Food and Drug Administration, Silver Spring, MD
Scientific Oversight Committee Member, MDEpiNet


Background

Dr. Sheldon received his medical degree from the University of Michigan Medical School in 1975. He completed his general surgical residency with Kaiser Permanente Medical Center in Oakland, California and his cardiovascular fellowships at the University of California, Davis and the Montefiore Hospital and Medical Center in New York. In 1983, he entered private practice as a staff surgeon in several medical centers in Northern California performing cardiac, thoracic and vascular surgery. In 2003, he chose to become engaged in a highly productive career in the medical device industry, leading device development projects and providing expert consultative services to numerous device development firms. From 2003-2009, Murray was the Medical Director for Arbor Surgical Technologies, which developed a unique two-piece, sutureless aortic valve for clinical aortic valve replacement that was sold to Medtronic. Most recently, prior to joining FDA, he was the Medical Director for the minimally invasive surgical program at BioVentrix, Inc. and developed a catheter-based procedure for surgical ventricular reconstruction for heart failure patients. This device has recently obtained a CE mark in Europe.
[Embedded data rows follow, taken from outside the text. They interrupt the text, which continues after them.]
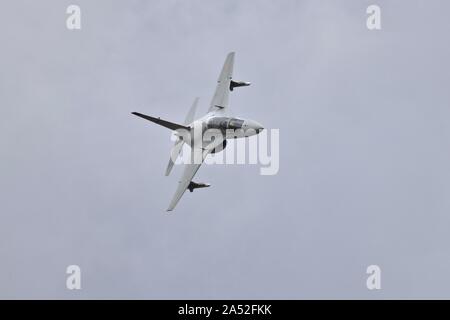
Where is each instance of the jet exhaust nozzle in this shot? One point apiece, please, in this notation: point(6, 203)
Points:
point(196, 185)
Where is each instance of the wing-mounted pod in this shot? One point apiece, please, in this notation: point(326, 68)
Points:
point(196, 185)
point(235, 84)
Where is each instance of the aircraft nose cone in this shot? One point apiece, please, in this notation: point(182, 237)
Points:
point(252, 124)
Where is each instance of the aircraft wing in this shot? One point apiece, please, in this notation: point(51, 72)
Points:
point(188, 174)
point(220, 98)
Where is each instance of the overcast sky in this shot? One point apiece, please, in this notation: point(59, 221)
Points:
point(364, 120)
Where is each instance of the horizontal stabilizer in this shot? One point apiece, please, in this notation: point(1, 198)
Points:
point(235, 84)
point(164, 123)
point(196, 185)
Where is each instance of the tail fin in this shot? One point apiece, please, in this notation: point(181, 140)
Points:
point(191, 114)
point(164, 123)
point(177, 147)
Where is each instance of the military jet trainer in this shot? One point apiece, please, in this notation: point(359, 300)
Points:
point(216, 120)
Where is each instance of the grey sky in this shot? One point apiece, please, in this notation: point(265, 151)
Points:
point(364, 150)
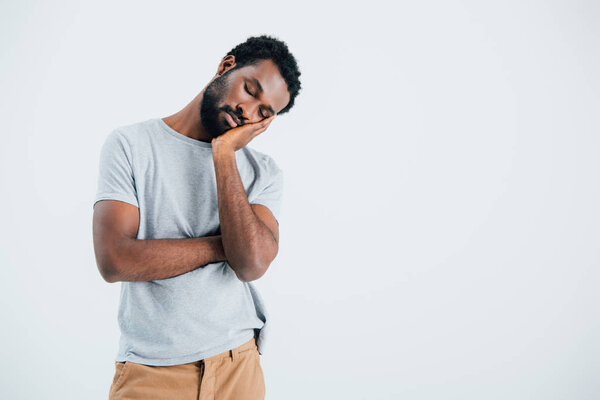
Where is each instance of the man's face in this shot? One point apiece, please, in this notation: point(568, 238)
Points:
point(243, 95)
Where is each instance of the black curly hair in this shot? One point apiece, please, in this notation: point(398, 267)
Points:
point(264, 47)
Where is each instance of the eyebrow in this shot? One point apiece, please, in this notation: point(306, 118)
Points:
point(259, 88)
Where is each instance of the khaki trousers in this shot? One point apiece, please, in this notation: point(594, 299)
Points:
point(235, 374)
He also was the Medical Director for Solinas Medical, Inc. and was instrumental in developing a unique device for dialysis access. That device has recently received two 510(k) clearances. Dr. Sheldon has recently joined the FDA as the Associate Director for Technology and Innovation. He oversees the Center’s initiative to proactively facilitate medical device innovation to address unmet public health needs and to align what is traditionally done at FDA with what is required to support the U.S. medical device ecosystem. His primary focus is working with staff, the medical device industry, the clinical community, and others on ways to facilitate bringing innovative medical devices to the patients in the U.S. first in the world. Dr. Sheldon currently leads the Medical Device Reimbursement Task Force, identifying methods to streamline the path from FDA approval to reimbursement.